Fig. 3 |. Expected results for library constructions using the rhTCRseq protocol for single cells.

a, Bioanalyzer trace for single-cell, full-length cDNA library from Step 1Axxv. The distribution of fragments looks very similar to that reported in Figure 3 of Trombetta et al.¹⁵ for a Smart-Seq2 single-cell cDNA library. b,c, Bioanalyzer trace for final rhTCRseq libraries prepared from 384 single cells (b) and bulk RNA (c) from Step 29.

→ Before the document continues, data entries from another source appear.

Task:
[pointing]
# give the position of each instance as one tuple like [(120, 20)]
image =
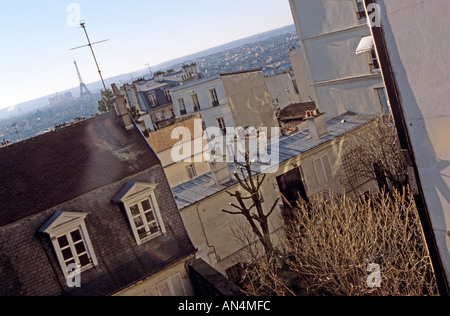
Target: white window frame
[(181, 105), (195, 102), (222, 125), (63, 224), (137, 194), (153, 100), (322, 170)]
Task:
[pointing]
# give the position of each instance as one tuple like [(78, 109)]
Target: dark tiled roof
[(56, 167)]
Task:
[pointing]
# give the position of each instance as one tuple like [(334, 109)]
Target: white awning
[(365, 45)]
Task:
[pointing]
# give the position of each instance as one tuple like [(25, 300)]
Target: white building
[(205, 96), (330, 32), (414, 52), (227, 100)]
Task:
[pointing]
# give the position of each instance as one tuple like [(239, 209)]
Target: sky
[(36, 37)]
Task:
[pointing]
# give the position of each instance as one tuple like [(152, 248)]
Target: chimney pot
[(317, 125)]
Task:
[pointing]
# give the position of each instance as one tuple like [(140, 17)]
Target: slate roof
[(56, 167), (200, 188)]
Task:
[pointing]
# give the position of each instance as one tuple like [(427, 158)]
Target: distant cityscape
[(268, 51)]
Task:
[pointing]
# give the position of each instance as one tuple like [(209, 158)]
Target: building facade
[(307, 166), (413, 47), (87, 210), (342, 77)]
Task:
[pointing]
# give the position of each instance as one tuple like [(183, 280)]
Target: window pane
[(63, 241), (68, 263), (138, 222), (80, 248), (76, 236), (134, 210), (142, 233), (154, 228), (67, 254), (84, 260), (146, 205)]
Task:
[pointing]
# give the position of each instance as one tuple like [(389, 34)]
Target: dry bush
[(377, 147), (333, 239)]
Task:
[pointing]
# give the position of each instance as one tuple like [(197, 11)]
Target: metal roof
[(202, 187)]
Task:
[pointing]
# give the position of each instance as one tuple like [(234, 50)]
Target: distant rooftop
[(51, 169), (203, 187)]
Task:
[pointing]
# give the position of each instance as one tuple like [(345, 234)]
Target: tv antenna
[(83, 89), (150, 69), (83, 26), (17, 131)]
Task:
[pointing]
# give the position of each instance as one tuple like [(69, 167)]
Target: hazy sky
[(36, 35)]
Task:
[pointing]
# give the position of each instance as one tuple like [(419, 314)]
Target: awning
[(365, 45)]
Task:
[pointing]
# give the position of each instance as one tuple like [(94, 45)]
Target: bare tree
[(253, 211), (375, 153), (368, 245)]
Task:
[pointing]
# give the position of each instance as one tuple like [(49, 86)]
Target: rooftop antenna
[(17, 132), (83, 26), (150, 69)]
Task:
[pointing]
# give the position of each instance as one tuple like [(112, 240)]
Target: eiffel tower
[(83, 89)]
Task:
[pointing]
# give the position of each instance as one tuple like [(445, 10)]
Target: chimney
[(159, 76), (219, 167), (316, 124), (122, 112), (114, 89), (220, 172)]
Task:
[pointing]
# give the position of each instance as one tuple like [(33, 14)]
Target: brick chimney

■PAUSE POINT Amplified libraries can be stored for at least one year at −20 °C.

Sequencing ● Timing 28 h

• 30Perform sequencing using the 300-cycle Reagent Kit v2 on the Illumina MiSeq according to the manufacturer’s protocol. As part of the set-up, upload a sample sheet like the one found in the last tab in Supplementary Table 2 to the instrument. This sample sheet specifies 248 nt read 1, 48 nt read 2, 8 nt index 1, and 8 nt index 2. We have found that the sequencing depth using the MiSeq has been adequate for analyzing 384 single cells or 96 bulk RNA reactions at 50 ng RNA per reaction.

? TROUBLESHOOTING

• 31Dilute the selected (see Step 29) final library from Step 28 to 4 nM using water.
• 32Mix 4.5 μL 4 nM library, 0.5 μL PhiX spike-in, and 5 μL freshly prepared 0.2 N NaOH, then incubate at room temperature for 5 min.
• 33Add 990 μL Hyb Buffer (from MiSeq kit), mix by inversion, and place on ice. The library concentration is now 20 pM.
• 34To prepare final loading library at 8 pM, mix 400 μL 20 pM library with 600 μL Hyb Buffer.
• 35Load 600 μL 8 pM library into MiSeq cartridge then follow the Illumina instructions to run the sequencer.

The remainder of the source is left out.